Thanks for that insight Chris. I’ll be very excited to read your additional comments. I’ve been doing a little research into “small world network” theory to see how that might affect graphing–given that not all NFL teams play each other, but instead play only a certain subset of opponents. But it seems like you have some actual education in this topic, and perhaps you can shed some light on various models.

To start with, I posted a query on comp.theory to see if this problem has been studied before or has connections to other known problems. Although I have some background in the theory, I am by no means an expert, but hopefully I may be able to find more expertise to apply to the problem. It seems like the kind of problem that someone must have attacked before. It looks like it might be called the minimum feedback arc problem.

I can also see how this can be mapped to a traditional statistics problem, where we have sampled some data and we want to infer the probable measurements of the population. One can get quite accurate estimates with fairly small samples, which is why people take exit polls to predict general elections. With 16 sets of 16 games, we have 256 different games worth of information to draw on, that may not be that small of set.

Now, back to what I know about this problem. So, if we look at this as a traditional topological sort problem. One can pull off the acyclic ends of the set, the teams with either no wins or no losses to rank the very best and very worst teams (or at least the teams that are probably the best and the worst). All the algorithms suggested do that. However, we eventually get to the cyclic part of the graph, and those cycles have to be broken.

One thing I think is commonly done is to “merge” the cycles and treat them as single elements. Let’s say 3 teams form a cycle–a beatloop, A-B-C, instead of removing the loop from the graph, replace the 3 teams in the loop, with 1 team, “ABC” and take the wins from each of the individual teams and attribute it to the group. I don’t know if this will have a different effect than removing the loop, but it might. Merging the teams into 1 entity, preserves the ambiguity rather than removes it.

The next thought, is that the problem also has a “dual”. A lot of the discussion has been about removing fluke games and how to determine if a game is a fluke. However, you can break cycles another way too, by removing inconsistent teams. If some team, say the Broncos or the Jets, has a lot of games that are involved in loops, if you remove the team from the graph, all those loops disappear. For example, with two loops A-B-C[-A] and A-D-E[-A], if one removes team A, both loops break. It might be interesting to see what is the smallest set(s) of teams to remove to break all the loops. Then, you might break the loops involving those teams first. It is probably worth experimenting with breaking whole loops and with breaking only the games from the inconsistent teams.

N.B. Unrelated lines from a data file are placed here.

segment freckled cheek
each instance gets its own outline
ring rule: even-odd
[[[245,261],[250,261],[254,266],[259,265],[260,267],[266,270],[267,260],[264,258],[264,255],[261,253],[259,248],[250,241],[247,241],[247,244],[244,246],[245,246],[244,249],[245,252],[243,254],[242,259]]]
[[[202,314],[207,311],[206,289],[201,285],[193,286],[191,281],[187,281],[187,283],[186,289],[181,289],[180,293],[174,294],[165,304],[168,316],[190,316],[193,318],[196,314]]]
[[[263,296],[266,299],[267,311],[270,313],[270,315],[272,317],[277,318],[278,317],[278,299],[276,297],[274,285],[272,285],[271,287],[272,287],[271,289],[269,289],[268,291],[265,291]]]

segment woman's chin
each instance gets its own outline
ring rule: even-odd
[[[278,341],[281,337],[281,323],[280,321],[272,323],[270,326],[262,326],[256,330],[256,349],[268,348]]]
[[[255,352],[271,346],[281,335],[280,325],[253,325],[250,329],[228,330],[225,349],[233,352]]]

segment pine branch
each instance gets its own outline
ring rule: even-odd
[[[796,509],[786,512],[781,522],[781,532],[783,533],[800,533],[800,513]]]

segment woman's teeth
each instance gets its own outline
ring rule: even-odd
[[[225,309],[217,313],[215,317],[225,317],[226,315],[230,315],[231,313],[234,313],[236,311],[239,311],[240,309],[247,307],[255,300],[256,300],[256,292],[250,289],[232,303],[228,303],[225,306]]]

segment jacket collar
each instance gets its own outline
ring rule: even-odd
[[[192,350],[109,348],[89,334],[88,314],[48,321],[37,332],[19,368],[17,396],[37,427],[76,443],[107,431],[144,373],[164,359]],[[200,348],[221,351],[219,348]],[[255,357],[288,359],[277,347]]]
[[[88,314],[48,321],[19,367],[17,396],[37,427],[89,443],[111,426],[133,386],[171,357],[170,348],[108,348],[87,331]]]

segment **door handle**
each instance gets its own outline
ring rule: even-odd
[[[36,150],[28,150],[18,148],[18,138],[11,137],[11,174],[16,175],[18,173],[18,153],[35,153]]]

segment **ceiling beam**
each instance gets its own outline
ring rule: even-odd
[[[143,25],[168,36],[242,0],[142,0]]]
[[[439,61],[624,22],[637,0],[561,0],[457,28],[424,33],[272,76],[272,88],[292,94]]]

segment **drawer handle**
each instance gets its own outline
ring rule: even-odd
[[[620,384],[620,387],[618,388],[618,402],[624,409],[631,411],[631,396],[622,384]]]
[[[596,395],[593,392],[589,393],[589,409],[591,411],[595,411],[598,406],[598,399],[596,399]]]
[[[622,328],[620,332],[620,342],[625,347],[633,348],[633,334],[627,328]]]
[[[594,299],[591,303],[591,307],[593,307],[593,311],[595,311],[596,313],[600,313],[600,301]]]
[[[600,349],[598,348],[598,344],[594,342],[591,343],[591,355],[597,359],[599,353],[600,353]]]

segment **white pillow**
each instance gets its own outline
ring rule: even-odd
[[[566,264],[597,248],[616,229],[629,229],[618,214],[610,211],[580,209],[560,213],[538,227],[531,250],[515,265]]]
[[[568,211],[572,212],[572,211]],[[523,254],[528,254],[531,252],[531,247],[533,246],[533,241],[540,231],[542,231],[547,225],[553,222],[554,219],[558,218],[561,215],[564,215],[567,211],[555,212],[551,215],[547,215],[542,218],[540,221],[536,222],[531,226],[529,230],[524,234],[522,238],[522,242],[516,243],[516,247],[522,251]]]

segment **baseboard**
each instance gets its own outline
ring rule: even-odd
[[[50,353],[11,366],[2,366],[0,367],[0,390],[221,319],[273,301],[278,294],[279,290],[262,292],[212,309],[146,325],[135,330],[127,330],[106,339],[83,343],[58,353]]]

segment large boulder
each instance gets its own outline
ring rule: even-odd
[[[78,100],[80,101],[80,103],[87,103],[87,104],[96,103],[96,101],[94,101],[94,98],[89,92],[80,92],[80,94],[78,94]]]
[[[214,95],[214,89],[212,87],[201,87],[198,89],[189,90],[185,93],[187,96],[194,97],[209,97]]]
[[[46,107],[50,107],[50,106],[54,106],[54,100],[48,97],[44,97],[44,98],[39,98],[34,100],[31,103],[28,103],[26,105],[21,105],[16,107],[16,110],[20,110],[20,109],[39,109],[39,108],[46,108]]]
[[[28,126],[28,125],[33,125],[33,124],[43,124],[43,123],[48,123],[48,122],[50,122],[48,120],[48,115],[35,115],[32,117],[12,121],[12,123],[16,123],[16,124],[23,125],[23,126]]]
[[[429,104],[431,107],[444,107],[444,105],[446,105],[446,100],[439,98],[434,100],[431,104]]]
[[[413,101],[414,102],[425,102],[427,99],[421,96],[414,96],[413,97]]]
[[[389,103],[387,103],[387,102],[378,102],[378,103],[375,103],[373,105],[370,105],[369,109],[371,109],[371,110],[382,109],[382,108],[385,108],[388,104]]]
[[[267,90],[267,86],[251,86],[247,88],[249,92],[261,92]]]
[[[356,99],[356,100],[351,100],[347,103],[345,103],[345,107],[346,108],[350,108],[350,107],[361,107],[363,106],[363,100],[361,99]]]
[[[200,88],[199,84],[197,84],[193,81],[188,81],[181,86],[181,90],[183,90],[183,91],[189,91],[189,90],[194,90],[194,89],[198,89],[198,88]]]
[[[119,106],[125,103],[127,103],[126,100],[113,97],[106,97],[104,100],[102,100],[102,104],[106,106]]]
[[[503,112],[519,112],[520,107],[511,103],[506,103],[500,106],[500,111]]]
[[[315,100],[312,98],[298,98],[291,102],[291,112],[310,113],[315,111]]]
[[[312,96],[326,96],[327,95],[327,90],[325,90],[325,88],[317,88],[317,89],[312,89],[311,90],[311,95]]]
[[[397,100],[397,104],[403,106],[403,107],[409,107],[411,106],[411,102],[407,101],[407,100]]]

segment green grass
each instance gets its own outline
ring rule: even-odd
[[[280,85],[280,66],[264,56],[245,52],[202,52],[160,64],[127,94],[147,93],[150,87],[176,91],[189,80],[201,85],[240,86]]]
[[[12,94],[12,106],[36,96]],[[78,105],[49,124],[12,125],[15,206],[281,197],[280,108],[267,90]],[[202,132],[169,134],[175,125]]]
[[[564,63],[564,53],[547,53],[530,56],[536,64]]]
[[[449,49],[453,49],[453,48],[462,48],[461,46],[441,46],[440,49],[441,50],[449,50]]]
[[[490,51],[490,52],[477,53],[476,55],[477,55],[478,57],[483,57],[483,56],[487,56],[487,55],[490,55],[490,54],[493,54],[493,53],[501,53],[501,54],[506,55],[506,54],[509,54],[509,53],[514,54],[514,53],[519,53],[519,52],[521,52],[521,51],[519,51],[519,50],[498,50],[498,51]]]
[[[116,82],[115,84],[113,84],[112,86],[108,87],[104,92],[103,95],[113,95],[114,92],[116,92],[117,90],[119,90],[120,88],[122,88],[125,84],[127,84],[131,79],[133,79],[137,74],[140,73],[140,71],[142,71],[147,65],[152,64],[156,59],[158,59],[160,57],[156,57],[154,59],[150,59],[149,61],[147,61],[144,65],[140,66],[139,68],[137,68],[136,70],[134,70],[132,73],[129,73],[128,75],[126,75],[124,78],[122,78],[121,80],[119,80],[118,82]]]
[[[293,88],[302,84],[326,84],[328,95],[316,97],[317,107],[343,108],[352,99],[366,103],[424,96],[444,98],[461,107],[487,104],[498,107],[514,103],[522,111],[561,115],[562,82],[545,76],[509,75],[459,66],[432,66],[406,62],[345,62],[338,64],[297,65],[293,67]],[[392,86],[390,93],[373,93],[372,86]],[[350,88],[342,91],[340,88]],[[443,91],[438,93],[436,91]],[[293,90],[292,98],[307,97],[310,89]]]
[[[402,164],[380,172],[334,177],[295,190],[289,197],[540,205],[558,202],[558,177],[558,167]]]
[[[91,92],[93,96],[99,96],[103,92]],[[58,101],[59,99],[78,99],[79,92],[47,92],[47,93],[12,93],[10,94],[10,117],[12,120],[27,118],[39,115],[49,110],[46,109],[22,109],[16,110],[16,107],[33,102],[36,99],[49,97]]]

For example, consider the following graph, A-B-C[-A], A-D-E[-A], B-D, C-E. If you entirely remove the loops involving A, you only have the B-D and C-E results left. However, if you just discard the A games, one is left with B-C, B-D, C-E, and D-E games, suggest a ranking of B first, E last with C and D ambiguous in the middle.

Chris, as far as I can tell, the latter technique you’re describing is what the “iterative method” that Moose and doktarr frequently discuss attempts to do — remove the most ‘flukey’ links in the set of beatloops.

http://www.beatgraphs.com/BreakingBeatLoops.php

Merging is something we tried here when the Eagles and Bengals tied, but I’m not sure people would be happy about merging larger loops of teams.